Em 2013, após o escândalo de espionagem da NSA, as comparações com o regime do “Grande Irmão” ressurgiram. Na ocasião, as vendas na Amazon aumentaram 7.000%, alçando a obra da posição 13.074 na lista de mais vendidos para a 193ª.
O gráfico de buscas no Google mostra picos de interesse em 2013, 2014 e agora, em 2017:
 

O que Orwell não imaginou

“Convém não exagerar muito [na analogia] entre o livro e a conjuntura Trump”, alerta Flávio Moura, no entanto. Quando escreveu, Orwell tinha em mente sociedades fechadas e autoritárias: as relações mais imediatas são com fascismo e com o regime soviético.
O editor aponta como diferenças o fato de que o partido de Trump, o Partido Republicano, é secundário na sua vitória. O presidente é “um aventureiro” em um país democrático em que há, apesar dos ataques, liberdade de imprensa. “O que Orwell tinha em mente era o controle, até que ponto o Estado autoritário pode controlar o cidadão”, diz. Nos EUA de hoje, esse controle é “mais pulverizado e difícil de interpretar”. 
Em seu artigo para o site New Republic, Josephine Livingstone chama atenção para o fato de que “1984” não é um romance sobre o capitalismo global. O mundo que levou Trump ao poder, como descrito por ela, é essencialmente esse, imprevisto pelo livro: devastado pelo capitalismo e comandado pelas celebridades.
Uma matéria publicada no site The Conversation também descreve o momento atual como “mais estranho” do que a realidade de “1984”. Nos Estados Unidos de hoje, 84% dos americanos - porcentagem de pessoas com acesso à internet no país - têm acesso a todo tipo de informação, enquanto no livro um pequeno grupo dentro de um partido único a detinha. “Orwell não poderia ter imaginado a internet e seu papel na difusão de fatos alternativos, nem que pessoas carregariam ‘teletelas’ em seus bolsos sob a forma de smartphones. Não existe um Ministério da Verdade controlando e difundindo a informação, mas de certa forma, todo mundo é o ‘Grande Irmão’”, diz o texto.
Não se trata, segundo o ponto de vista da matéria do “The Conversation”, de ser incapaz de ver através da verdade, mas de as pessoas estarem dispostas a abraçarem os “fatos alternativos”. Elas decidiram de antemão o que é “mais verdade” que os fatos, e esses fatos alternativos se confirmam em suas timelines do Facebook, sem que se precise de um “Grande Irmão” para isso.

TRÊS OUTROS LIVROS PARA O MOMENTO

‘As Origens do Totalitarismo’, de Hannah Arendt (1951)

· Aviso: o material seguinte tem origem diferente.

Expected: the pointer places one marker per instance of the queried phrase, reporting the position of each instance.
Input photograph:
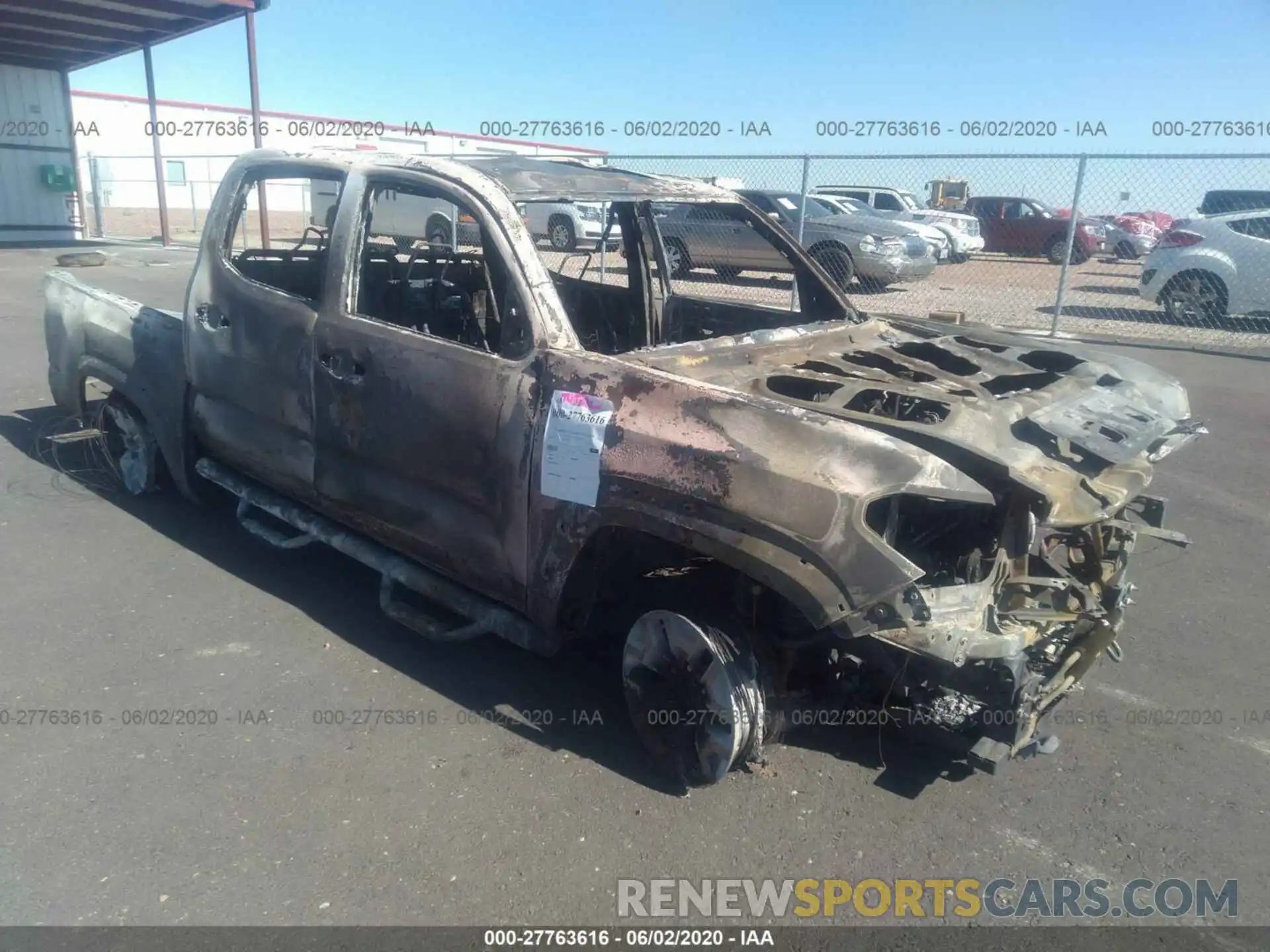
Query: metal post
(802, 219)
(603, 239)
(95, 180)
(164, 231)
(255, 121)
(70, 136)
(1067, 245)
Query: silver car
(887, 225)
(1129, 243)
(702, 237)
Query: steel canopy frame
(69, 34)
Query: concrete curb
(1260, 352)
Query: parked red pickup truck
(1024, 226)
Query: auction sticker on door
(573, 442)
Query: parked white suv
(962, 230)
(1209, 268)
(566, 223)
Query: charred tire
(130, 446)
(677, 258)
(837, 262)
(694, 695)
(560, 233)
(1193, 296)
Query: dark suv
(1024, 226)
(1226, 201)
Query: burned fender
(135, 349)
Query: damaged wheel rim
(693, 696)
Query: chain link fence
(1001, 247)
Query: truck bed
(136, 349)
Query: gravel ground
(273, 816)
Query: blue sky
(1121, 63)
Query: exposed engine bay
(1011, 586)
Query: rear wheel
(130, 447)
(837, 263)
(1194, 296)
(677, 258)
(560, 234)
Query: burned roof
(527, 179)
(523, 178)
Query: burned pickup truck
(761, 498)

A mesma semana que elevou a procura por “1984” também levou o livro da teórica Hannah Arendt para a lista de mais vendidos da Amazon. Seu contexto de escrita é o mesmo de Orwell: ela examina a soma de fatores que levaram à ascensão de Hitler e Stálin e à eclosão da 2ª Guerra Mundial. A filósofa alemã mostra como uma narrativa centralizadora pode criar bodes expiatórios para populações em situação de pressão econômica e tensão política.

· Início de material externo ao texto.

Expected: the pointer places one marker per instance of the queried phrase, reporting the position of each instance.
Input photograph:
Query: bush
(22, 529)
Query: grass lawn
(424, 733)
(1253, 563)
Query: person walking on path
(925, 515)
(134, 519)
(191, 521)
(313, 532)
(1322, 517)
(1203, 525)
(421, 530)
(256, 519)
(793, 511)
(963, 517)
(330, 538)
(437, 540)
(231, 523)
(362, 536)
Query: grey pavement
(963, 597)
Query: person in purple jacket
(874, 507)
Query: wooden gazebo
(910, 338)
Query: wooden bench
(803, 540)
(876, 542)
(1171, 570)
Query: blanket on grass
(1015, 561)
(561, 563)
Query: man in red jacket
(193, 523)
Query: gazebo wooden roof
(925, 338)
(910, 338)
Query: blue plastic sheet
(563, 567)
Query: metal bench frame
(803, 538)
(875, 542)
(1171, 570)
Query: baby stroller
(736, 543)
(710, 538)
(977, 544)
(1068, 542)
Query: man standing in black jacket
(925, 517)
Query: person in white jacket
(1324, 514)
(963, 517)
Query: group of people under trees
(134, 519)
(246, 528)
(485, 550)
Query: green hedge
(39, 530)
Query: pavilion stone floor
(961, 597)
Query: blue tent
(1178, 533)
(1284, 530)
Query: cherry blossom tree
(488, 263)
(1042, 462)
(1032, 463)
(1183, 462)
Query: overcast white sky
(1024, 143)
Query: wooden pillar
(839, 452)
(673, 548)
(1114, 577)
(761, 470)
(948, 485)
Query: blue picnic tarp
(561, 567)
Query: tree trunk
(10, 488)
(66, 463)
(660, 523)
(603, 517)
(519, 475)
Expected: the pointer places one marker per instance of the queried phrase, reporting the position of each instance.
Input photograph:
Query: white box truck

‘O Processo’, de Franz Kafka (1925)

Josephine Livingstone, jornalista do “New Republic”, acredita que o livro que melhor representa a era dos “fatos alternativos” é o romance de Kafka em que Josef K. acorda em seu aniversário de 30 anos e vai preso sem saber o porquê.  Ele não consegue conceber o que está acontecendo porque acredita viver em um país livre, em paz com todas as nações, com as leis em bom funcionamento. Para ela, o real perigo oferecido pelo presidente americano tem a ver com essa ameaça subjacente, por baixo da fachada de “país da liberdade”. Assim como Josef K. acha, de início, que sua prisão é uma piada, Trump levou muito tempo para ser levado a sério, até que fosse eleito.

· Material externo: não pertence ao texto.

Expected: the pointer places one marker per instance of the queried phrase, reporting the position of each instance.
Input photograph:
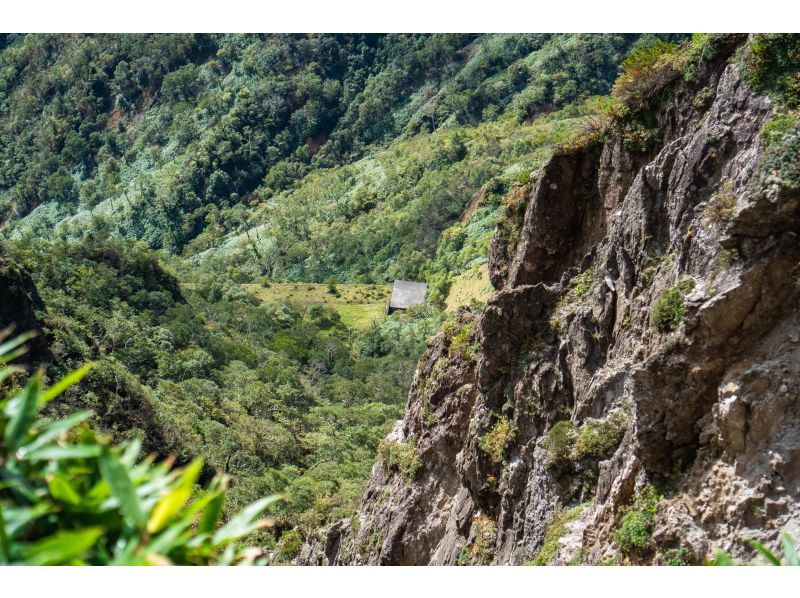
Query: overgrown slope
(629, 394)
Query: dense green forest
(150, 183)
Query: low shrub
(480, 551)
(555, 531)
(560, 440)
(600, 438)
(645, 72)
(401, 457)
(772, 65)
(776, 128)
(494, 442)
(636, 526)
(677, 557)
(668, 310)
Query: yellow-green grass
(358, 305)
(471, 285)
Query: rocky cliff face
(630, 391)
(19, 304)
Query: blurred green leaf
(53, 430)
(211, 514)
(176, 499)
(722, 559)
(69, 380)
(5, 542)
(77, 451)
(245, 522)
(22, 414)
(114, 472)
(790, 550)
(62, 547)
(62, 489)
(765, 552)
(7, 347)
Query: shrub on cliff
(645, 72)
(772, 66)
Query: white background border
(377, 16)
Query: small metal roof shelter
(405, 294)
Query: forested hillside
(160, 190)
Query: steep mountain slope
(177, 139)
(630, 391)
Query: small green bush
(481, 550)
(402, 457)
(289, 546)
(560, 440)
(668, 311)
(600, 438)
(555, 531)
(645, 72)
(777, 127)
(771, 65)
(636, 526)
(677, 557)
(494, 442)
(462, 343)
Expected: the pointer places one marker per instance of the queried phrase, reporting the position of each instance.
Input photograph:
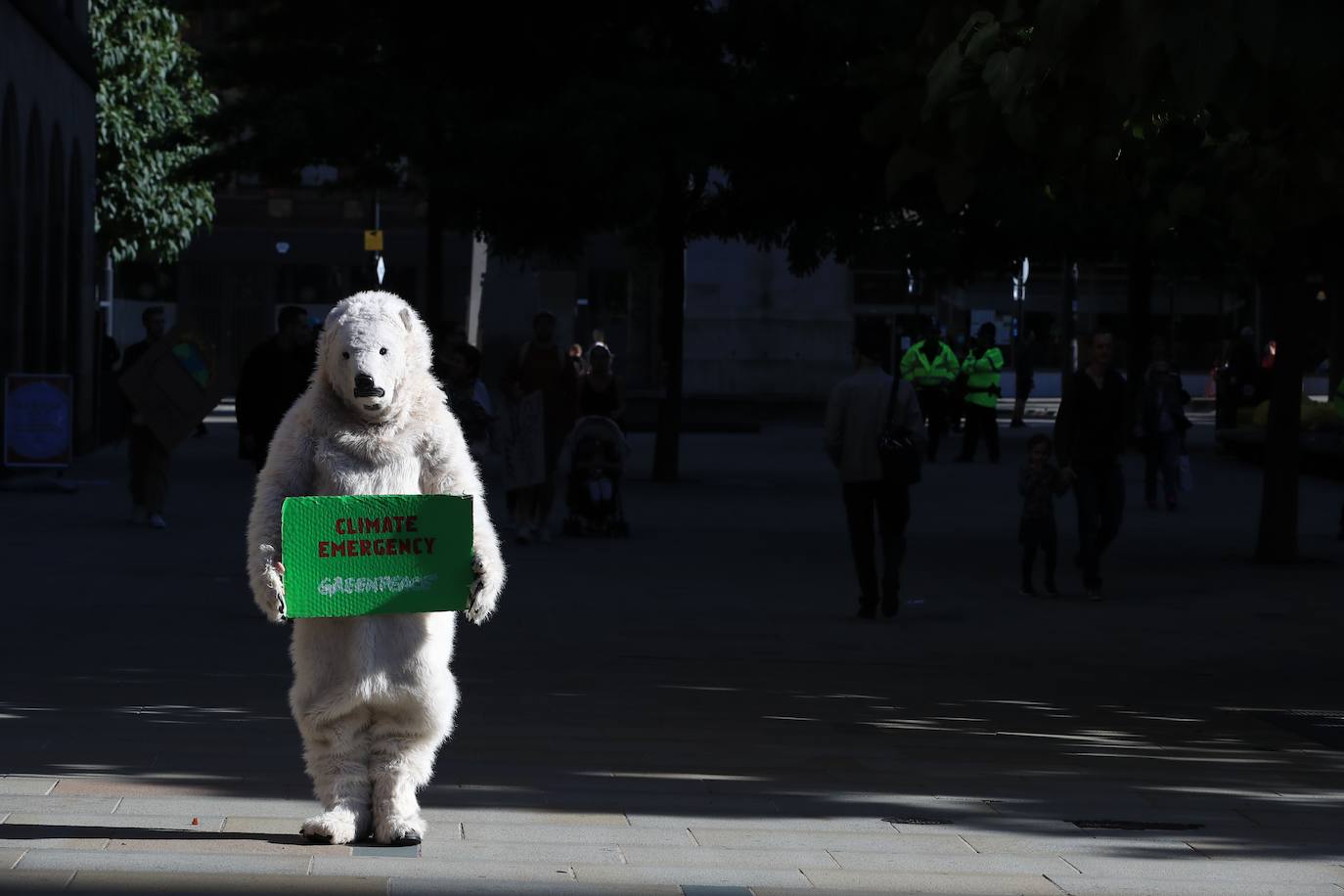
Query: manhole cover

‘Desagregação’, de George Packer (2013)

Flávio Moura indica “Desagregação” como um livro mais pertinente e atual para compreender especificamente o fenômeno da eleição de Donald Trump e quem é seu eleitorado. Nele, Packer, jornalista da revista “The New Yorker” narra a história das últimas três décadas nos EUA, a crise de sua democracia, a falência do sistema político e o desnorteamento dos cidadãos.